In Ophir the Great Mountain (2023), Chang Yoong Chia uses gouache on a single leaf to evoke the living spirit of Gunung Ledang. An actual leaf, gathered during Yoong Chia and Ming Wah’s hikes to the waterfall of Taman Negara Gunung Ledang—thin, brittle, its veins still visible—forms the foundation of the work. The central figure—a woman—is both human and elemental, her body woven into the landscape of Gunung Ledang. Her wide, almost mournful eyes meet yours, and her hands, drawn with a reverent sensitivity, seem to simultaneously clutch and release the space around her. The woman’s hair flows like vines, threading her into the forest below. Her gaze is steady and unyielding. 

Below her, the leaf transforms into a dense, living forest. Tiny details—birds caught mid-flight, the glimmer of insects on leaves—reward slow observation, pulling the viewer deeper into the microcosm of Gunung Ledang.  The mountain’s trees extend downward into the leaf’s stem, merging with its veins. Yoong Chia’s sensitivity to detail and his choice of medium is a call to observe, to be drawn into its rhythms, to see the mountain as he does: alive, storied, and sacred.

Yoong Chia’s ultimate project is one of reclaiming myth and emphasising the importance of place in a post-colonial situation. In the age of increased political polarisation and the Anthropocene, Yoong Chia reaches back in time to syncretise a speculative world that reaches from the multiple threads of cultural influence upon the Malayan peninsular. This is a world in which we are intimately familiar, made strange and enchanted once more. In the words of Walter Benjamin, “to articulate the past historically does not mean to recognize it ‘the way it really was.’ It means to seize hold of a memory as it flashes up at a moment of danger.”[6]


[1]  Cheah Boon Kheng and Abdul Rahman Haji Ismail, eds., Sejarah Melayu, Ed. Rumi baru, Reprint, no. 17 (Kuala Lumpur: Malaysian Branch of the Royal Asiatic Society, 1998).

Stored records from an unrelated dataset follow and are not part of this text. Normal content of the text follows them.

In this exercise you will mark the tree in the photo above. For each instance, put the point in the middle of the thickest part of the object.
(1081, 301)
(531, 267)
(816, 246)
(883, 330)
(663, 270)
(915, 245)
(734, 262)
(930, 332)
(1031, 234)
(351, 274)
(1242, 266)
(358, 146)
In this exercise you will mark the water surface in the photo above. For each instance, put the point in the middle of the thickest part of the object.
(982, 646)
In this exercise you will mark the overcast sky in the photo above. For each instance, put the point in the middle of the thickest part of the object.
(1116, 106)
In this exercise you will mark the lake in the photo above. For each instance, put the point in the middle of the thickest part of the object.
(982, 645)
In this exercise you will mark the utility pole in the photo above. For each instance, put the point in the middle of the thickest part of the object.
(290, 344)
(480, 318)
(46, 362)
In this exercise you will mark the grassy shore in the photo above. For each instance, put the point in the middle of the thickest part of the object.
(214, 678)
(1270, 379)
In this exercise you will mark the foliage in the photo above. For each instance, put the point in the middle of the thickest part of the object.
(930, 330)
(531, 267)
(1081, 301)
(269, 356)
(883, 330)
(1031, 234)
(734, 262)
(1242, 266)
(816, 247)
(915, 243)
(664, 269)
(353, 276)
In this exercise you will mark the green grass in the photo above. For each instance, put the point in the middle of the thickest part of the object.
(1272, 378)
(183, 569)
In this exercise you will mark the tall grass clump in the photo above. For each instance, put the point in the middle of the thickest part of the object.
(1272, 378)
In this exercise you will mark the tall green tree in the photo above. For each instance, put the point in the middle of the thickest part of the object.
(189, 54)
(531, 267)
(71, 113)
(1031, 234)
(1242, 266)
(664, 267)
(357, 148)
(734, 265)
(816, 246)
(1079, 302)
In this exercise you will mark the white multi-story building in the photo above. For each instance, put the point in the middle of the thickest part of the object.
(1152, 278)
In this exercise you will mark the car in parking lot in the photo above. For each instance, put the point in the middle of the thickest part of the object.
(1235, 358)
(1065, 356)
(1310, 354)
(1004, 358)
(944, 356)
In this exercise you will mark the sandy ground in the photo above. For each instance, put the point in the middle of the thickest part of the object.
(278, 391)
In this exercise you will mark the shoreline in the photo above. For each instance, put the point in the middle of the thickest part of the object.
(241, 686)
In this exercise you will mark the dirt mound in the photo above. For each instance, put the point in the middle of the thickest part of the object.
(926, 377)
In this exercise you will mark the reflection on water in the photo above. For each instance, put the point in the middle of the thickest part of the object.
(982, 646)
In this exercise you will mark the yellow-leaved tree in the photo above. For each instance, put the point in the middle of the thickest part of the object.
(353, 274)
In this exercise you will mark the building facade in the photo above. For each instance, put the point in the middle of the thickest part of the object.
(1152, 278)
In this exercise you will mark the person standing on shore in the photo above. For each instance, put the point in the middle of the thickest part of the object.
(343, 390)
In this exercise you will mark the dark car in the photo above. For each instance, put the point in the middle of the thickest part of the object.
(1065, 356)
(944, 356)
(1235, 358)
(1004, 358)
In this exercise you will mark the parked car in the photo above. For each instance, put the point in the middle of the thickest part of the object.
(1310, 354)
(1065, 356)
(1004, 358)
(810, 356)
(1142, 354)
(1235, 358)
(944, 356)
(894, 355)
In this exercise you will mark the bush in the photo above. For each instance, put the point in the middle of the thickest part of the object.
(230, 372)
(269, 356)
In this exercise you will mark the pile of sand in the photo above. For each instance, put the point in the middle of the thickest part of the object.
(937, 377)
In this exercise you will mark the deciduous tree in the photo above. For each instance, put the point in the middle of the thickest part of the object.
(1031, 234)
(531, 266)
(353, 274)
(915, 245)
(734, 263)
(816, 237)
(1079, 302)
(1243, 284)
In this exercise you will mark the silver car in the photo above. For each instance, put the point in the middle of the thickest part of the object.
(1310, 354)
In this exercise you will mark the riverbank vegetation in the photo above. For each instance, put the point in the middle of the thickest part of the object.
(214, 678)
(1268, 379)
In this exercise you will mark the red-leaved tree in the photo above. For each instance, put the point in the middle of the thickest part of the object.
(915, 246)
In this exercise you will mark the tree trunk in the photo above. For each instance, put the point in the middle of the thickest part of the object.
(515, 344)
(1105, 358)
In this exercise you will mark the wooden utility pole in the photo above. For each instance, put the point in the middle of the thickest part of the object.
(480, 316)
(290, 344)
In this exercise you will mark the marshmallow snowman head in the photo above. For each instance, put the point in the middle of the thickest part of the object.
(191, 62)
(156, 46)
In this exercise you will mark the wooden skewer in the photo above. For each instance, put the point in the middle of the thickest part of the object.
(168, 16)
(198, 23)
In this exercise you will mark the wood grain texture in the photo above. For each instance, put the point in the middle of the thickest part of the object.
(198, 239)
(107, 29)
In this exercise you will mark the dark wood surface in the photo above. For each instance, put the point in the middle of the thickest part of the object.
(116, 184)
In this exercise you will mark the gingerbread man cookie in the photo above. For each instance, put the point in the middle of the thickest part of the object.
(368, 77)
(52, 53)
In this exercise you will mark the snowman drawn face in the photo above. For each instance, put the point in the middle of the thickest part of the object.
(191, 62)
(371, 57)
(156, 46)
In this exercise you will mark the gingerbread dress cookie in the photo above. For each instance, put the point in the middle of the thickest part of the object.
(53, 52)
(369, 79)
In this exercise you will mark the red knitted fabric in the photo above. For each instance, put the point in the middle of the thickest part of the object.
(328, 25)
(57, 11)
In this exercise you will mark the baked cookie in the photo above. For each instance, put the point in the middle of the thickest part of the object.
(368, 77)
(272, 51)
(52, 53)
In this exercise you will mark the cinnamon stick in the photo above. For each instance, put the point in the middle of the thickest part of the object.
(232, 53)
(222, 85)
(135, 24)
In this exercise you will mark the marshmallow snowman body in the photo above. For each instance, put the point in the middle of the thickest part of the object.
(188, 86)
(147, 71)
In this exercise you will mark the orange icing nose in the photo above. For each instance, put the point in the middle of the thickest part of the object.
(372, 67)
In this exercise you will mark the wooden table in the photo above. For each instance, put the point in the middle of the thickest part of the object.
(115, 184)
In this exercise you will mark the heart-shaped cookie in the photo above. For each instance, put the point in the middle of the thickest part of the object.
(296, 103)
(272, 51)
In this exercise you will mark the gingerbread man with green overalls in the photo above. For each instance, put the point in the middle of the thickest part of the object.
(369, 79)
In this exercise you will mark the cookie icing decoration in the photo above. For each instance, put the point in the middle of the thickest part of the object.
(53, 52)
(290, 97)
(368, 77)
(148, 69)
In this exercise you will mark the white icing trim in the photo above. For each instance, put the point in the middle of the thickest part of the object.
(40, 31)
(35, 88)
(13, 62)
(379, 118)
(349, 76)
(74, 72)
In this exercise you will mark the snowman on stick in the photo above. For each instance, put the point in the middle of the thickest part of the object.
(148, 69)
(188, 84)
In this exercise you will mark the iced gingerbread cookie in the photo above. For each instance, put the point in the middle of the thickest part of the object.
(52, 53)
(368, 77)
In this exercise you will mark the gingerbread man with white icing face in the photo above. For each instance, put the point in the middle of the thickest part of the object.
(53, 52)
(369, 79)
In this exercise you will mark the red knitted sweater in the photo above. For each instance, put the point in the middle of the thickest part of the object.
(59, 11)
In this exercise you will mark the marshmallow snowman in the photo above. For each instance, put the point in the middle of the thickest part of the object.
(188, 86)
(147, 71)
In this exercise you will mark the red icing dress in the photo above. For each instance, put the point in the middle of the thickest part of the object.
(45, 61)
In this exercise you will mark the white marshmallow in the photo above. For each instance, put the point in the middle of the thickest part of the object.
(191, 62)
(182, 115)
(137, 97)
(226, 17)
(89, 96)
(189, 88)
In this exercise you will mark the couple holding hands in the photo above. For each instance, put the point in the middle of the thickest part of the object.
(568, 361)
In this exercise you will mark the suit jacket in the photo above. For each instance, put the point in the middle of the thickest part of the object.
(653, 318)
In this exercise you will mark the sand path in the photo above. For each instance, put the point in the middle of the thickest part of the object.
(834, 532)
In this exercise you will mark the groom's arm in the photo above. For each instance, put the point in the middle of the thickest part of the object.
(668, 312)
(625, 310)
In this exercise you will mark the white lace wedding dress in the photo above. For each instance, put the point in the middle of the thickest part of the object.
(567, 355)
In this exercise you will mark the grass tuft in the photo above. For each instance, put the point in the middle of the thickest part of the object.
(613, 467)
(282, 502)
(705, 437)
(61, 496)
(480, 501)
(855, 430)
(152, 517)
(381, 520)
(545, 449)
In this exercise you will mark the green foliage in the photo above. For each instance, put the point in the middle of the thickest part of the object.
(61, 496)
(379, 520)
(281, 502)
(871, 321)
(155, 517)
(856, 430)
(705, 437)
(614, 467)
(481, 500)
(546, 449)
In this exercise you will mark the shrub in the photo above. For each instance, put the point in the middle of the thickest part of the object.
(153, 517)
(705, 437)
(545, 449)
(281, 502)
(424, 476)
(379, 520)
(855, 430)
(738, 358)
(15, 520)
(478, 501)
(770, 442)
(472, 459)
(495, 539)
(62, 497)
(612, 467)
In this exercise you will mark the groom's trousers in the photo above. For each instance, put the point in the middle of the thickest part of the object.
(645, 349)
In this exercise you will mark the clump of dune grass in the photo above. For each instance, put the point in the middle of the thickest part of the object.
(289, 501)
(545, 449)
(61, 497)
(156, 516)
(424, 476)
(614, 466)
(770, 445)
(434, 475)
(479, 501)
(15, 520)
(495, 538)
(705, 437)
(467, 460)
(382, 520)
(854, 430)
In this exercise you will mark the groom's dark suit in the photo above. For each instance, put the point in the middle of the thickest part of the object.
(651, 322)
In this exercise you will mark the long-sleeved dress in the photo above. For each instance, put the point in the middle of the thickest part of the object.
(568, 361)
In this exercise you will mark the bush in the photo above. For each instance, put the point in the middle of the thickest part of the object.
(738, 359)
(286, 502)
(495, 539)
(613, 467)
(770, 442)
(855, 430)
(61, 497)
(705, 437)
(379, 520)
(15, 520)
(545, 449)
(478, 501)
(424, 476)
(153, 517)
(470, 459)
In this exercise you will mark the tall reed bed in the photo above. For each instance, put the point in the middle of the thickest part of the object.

[2] Aldo Leopold, A Sand County Almanac and Sketches Here and There (New York: Oxford University Press, 1972).

[3]  James Huntley Grayson, “Female Mountain Spirits in Korea: A Neglected Tradition,” Asian Folklore Studies 55, no. 1 (1996): 119–34, https://doi.org/10.2307/1178859.

[4] “Wallace, A. R. 1869. The Malay Archipelago: The Land of the Orang-Utan, and the Bird of Paradise. A Narrative of Travel, with Studies of Man and Nature. London: Macmillan and Co. Volume 1.,” accessed November 17, 2024, https://darwin-online.org.uk/converted/Ancillary/1869_MalayArchipelago_A1013.1/1869_MalayArchipelago_A1013.1.1.html.

[5] Lorraine Daston and Peter Galison, Objectivity (Cambridge, MA: Zone Book, 2010).